As the nation comes close to elections for House Representatives and one-third of the American Senate, individual communities are also preparing for local and state elections. It’s interesting to watch the local elections more so than national ones in many cases, and this because these candidates are right down the street from us and walk the same stores we walk. In the same mind frame, those who pay attention to local government can often recall events that have happened in the past with clarity; after all, those events were things that – again – happened in their back yard.
Being from Springfield, MO, and Springfield being in Greene County, one of the bigger elections happening right now is for the Greene County Presiding Commissioner. The primary is just weeks away, and the spotlight is on the Republican candidates: Bob Cirtin, Jerry Fenstermaker, and Steve Helms. For a recent article published by the Springfield News-Leader, the three were interviewed and discussed taxes and revenues. It was very telling in that we see how even local politicians take the national tactics of evading a direct question and bringing their response to a pre-scripted answer that most suits their past and current positions, and at the same time gives leeway to future decisions that may or may not be already decided.
In this instance, the first question was, “Would you support a new tax to help fund county operations? What kind?”
Candidate Bob Cirtin outright stated “no”, and went on to discuss his understanding of the need to bring new business to the county and that through discussions with the local Chamber of Commerce he understands that any new revenues need to come from “increased sales and property tax revenue.” This is rather interesting given that the local Chamber of Commerce is well-known for supporting any and all tax increases in the community. It is also interesting this philosophical round-about, given Cirtin’s run for this seat began immediately after the current Presiding Commissioner Jim Viebrock opposed a tax that officials claimed was going to support law-enforcement. What is more interesting is that Cirtin’s Deputy Treasurer is Greene County Sheriff Jim Arnott, an ardent supporter of the same tax Viebrock opposed. A bit confusing, until we remember the fact that this is a primary election at this point and Greene County is typically a conservative community. If we remember these two facts, it becomes more clear what is going on.

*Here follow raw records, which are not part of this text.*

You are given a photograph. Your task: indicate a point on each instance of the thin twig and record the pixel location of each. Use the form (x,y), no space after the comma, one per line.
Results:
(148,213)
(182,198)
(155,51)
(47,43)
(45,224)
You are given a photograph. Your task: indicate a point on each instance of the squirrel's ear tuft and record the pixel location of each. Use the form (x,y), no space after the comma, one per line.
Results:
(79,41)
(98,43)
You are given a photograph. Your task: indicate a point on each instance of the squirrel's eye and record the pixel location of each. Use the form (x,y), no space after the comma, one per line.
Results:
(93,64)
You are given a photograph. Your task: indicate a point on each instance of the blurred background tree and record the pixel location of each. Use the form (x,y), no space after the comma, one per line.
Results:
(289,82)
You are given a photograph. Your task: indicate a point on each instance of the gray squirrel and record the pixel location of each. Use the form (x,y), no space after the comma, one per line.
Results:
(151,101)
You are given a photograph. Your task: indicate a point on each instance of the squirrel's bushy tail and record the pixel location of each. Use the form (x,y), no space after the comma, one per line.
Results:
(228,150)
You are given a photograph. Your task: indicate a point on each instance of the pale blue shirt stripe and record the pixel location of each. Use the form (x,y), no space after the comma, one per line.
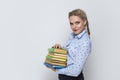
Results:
(79,47)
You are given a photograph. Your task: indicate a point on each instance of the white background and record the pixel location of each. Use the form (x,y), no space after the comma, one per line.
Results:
(29,27)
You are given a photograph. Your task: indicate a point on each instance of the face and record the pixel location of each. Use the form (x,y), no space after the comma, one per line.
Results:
(77,24)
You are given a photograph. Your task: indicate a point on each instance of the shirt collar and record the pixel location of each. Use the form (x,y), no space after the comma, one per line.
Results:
(79,35)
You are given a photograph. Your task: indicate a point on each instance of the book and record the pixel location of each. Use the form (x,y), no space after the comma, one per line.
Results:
(55,50)
(56,58)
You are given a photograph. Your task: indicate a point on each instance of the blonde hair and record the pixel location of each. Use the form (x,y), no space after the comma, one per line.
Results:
(81,14)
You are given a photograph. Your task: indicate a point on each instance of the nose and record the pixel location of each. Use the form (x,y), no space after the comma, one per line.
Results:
(74,26)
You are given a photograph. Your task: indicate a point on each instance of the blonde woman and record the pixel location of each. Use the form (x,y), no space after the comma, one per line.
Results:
(78,46)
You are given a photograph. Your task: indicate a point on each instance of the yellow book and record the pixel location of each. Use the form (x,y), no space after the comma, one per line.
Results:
(55,50)
(55,63)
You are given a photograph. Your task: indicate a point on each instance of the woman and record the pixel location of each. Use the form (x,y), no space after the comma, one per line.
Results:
(78,46)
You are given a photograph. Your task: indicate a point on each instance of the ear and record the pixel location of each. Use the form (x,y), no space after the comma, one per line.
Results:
(85,22)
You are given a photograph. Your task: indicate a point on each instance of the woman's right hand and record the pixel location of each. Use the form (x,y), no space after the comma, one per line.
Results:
(57,46)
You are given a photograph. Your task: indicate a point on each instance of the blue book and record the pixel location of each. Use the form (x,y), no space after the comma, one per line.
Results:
(54,66)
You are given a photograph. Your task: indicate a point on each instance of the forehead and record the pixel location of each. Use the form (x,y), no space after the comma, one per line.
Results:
(75,18)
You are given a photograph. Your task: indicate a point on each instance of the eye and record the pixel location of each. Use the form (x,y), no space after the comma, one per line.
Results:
(71,23)
(77,22)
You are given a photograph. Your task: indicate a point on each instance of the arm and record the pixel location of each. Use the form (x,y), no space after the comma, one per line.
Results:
(76,67)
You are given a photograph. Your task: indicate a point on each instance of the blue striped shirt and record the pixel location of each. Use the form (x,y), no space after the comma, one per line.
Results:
(79,47)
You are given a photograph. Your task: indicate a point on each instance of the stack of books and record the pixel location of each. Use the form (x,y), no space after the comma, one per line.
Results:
(56,58)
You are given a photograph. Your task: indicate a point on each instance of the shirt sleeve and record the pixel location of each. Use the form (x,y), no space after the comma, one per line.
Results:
(81,54)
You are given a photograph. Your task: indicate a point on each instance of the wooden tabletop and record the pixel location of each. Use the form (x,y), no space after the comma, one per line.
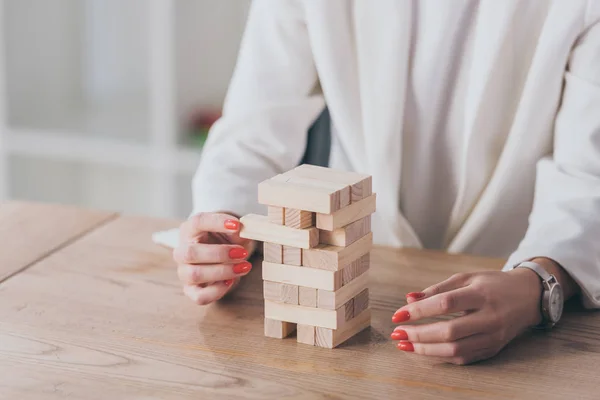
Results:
(90,308)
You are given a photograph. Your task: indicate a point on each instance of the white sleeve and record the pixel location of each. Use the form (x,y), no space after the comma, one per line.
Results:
(565,222)
(268,110)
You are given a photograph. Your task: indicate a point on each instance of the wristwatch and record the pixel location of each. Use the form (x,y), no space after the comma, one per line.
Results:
(552,295)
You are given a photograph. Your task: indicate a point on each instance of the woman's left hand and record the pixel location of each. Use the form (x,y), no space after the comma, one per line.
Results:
(494,308)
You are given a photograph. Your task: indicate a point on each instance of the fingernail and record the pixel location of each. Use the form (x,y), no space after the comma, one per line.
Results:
(399,335)
(232,224)
(238,252)
(405,346)
(401,316)
(242,268)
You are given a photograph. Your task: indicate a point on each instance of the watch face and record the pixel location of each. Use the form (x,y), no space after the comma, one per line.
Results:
(556,303)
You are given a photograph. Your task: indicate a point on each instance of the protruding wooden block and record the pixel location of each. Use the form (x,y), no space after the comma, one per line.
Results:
(305,315)
(329,338)
(305,334)
(347,215)
(348,234)
(302,276)
(332,300)
(333,258)
(278,329)
(273,252)
(258,227)
(361,302)
(303,194)
(281,292)
(292,255)
(307,296)
(298,218)
(276,215)
(360,184)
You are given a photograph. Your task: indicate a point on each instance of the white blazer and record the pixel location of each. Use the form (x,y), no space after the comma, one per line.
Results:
(538,194)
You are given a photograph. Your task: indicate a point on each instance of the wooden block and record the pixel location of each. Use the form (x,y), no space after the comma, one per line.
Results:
(258,227)
(273,252)
(281,292)
(349,310)
(299,218)
(332,300)
(278,329)
(305,334)
(361,184)
(292,255)
(276,215)
(303,194)
(307,296)
(329,338)
(349,272)
(356,268)
(361,302)
(362,265)
(305,315)
(334,258)
(347,215)
(302,276)
(346,235)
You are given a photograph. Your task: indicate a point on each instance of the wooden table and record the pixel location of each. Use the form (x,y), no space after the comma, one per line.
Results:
(90,308)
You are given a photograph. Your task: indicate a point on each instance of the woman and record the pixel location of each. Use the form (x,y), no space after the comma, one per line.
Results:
(479,121)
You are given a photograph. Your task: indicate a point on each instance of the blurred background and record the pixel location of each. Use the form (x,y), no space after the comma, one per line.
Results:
(106,103)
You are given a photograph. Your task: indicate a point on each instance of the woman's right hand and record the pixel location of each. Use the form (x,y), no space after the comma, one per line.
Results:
(211,256)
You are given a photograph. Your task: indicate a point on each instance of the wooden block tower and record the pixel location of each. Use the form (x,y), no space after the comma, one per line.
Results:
(317,242)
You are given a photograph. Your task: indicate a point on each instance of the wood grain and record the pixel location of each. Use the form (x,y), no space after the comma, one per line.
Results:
(334,258)
(31,231)
(278,329)
(346,235)
(273,252)
(258,227)
(307,297)
(299,219)
(105,318)
(305,334)
(302,276)
(347,215)
(281,292)
(276,215)
(292,255)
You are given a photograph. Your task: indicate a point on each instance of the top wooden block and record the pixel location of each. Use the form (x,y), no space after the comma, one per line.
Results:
(315,189)
(361,185)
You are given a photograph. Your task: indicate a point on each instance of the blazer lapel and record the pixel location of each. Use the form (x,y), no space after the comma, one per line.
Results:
(383,37)
(492,52)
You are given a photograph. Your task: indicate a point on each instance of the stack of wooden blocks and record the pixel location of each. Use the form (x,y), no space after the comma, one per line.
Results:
(317,242)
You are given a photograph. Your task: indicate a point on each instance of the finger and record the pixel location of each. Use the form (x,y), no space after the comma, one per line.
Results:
(456,281)
(462,299)
(208,222)
(197,274)
(444,331)
(208,294)
(199,253)
(462,348)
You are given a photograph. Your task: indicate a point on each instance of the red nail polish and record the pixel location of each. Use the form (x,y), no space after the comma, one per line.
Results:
(401,316)
(232,225)
(405,346)
(399,335)
(242,268)
(238,252)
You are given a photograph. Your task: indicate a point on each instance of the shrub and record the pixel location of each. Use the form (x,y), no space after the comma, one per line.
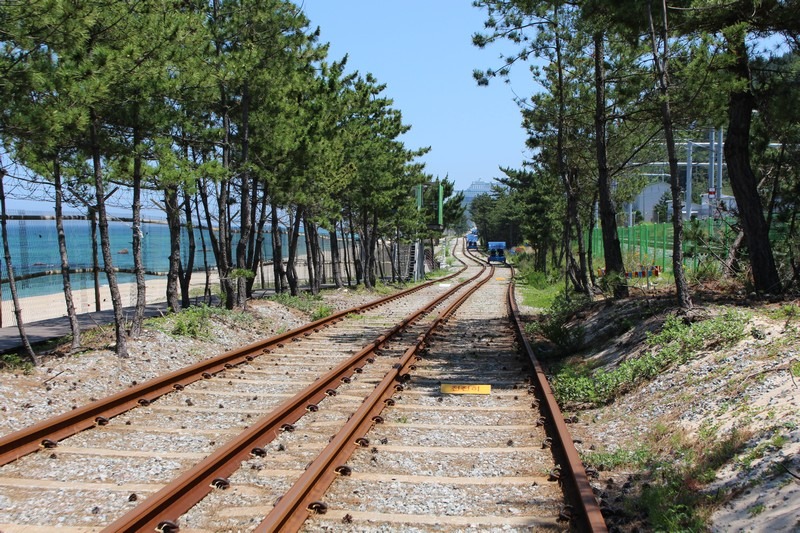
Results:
(675,344)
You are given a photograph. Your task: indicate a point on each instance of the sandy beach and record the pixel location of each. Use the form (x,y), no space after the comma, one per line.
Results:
(37,308)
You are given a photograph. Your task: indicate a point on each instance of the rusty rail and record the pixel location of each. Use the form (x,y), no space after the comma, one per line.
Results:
(293,508)
(576,482)
(162,510)
(32,438)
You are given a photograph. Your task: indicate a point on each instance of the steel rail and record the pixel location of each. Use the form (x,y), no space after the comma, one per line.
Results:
(161,510)
(577,486)
(291,511)
(50,431)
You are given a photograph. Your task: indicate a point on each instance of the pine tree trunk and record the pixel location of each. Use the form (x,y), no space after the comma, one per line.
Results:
(185,274)
(356,256)
(662,72)
(74,325)
(336,259)
(256,253)
(105,242)
(291,270)
(742,178)
(346,256)
(206,267)
(95,257)
(136,240)
(12,284)
(608,215)
(277,252)
(174,224)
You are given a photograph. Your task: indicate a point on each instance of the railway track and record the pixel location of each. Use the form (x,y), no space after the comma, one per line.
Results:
(254,442)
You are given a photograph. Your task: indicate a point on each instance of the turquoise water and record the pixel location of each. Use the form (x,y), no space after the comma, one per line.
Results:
(34,249)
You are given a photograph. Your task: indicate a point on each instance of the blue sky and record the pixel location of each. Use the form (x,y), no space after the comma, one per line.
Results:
(422,50)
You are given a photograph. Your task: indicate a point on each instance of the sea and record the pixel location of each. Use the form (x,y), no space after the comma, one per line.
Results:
(34,250)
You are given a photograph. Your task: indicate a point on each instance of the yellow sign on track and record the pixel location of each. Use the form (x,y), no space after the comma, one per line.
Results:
(465,388)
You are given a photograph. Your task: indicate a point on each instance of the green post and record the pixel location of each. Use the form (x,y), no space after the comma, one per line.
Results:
(441,194)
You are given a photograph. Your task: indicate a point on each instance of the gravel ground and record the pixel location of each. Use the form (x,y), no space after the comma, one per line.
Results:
(741,394)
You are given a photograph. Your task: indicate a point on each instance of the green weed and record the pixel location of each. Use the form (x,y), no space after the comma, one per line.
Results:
(552,323)
(13,362)
(321,312)
(675,344)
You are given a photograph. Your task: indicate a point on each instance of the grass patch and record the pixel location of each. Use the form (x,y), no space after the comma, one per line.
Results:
(674,469)
(552,323)
(616,459)
(195,322)
(675,344)
(540,298)
(305,302)
(13,362)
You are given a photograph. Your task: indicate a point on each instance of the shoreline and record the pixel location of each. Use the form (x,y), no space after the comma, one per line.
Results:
(49,306)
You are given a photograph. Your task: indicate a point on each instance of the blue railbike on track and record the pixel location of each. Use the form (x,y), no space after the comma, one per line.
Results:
(497,252)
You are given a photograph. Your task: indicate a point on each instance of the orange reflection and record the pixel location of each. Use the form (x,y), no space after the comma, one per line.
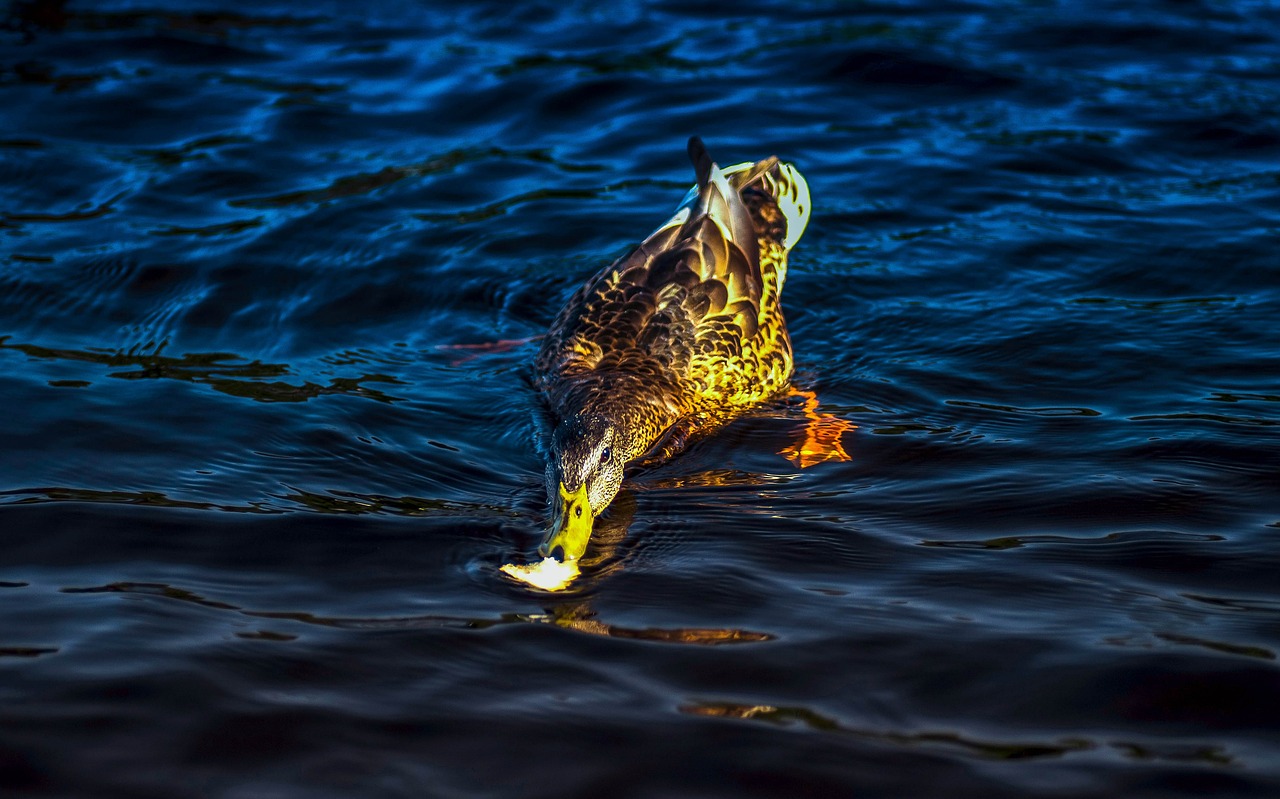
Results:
(823,434)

Next was the response by Jerry Fenstermaker. His response was that he would not support a tax at this time. He further stated that until “new leadership has done a thorough review of finances and explain to the public what the choices are for the next three years to become fiscally sound, there is no chance for a favorable vote.” At least we can rely on Mr. Fenstermaker to be more clear about his position, and while it is a bit misleading, it’s not near as much so as Mr. Cirtin’s. Looking back, Fenstermaker was the chairman of a Task Force (temporary committee) to decide what to do about the Springfield Police and Fire Pension crisis. In the end, and after “explaining to the public what the choices” were (which amounted to a campaign all about how the city would go bankrupt without a new sales tax), with his support, Fenstermaker’s task force won the fight and a new sales tax was implemented. If we look back to when he supported a new tax, we can also see this was at the height of the Great Recession and the economic downturn our nation was going through (begging the question of when he would actually oppose a tax). We can also note that Mr. Fenstermaker didn’t say that he opposed a tax, but that he opposed blindly asking voters to approve such a tax. First, he believes, we need to be “re-educated”.
The last response in the article was given by Steve Helms. Along with his clear “no” answer, he reiterated his pledge to “not raise county tax rates if elected.” Helms has a long history of consistency on this issue as well. In situations where people like Cirtin and Arnott form alliances, Helms stands resolute in his philosophy: “Greene County Circuit Clerk Steve Helms, who also opposed sending the tax to voters, cited “pathetic” turnout and voter apathy for the sales tax success Tuesday.” While this comment was made about another, previous tax issue, it is a reflection of the consistent approach Helms has towards the bigger question: Should government turn to voters for tax increases at every hint of a financial problem? Even when it isn’t the popular opinion, Helms has consistency. A fine trait to have when the microscope is in use.
It is clear that candidates are typically in favor of pandering to the mass of their potential constituency. That is what we have here with two of the three candidates – but at least there is a diamond in the primary rough. While this may sound like of an endorsement of Helms, it should be more so considered an endorsement of consistency. That is what voters want, and that is what voters deserve.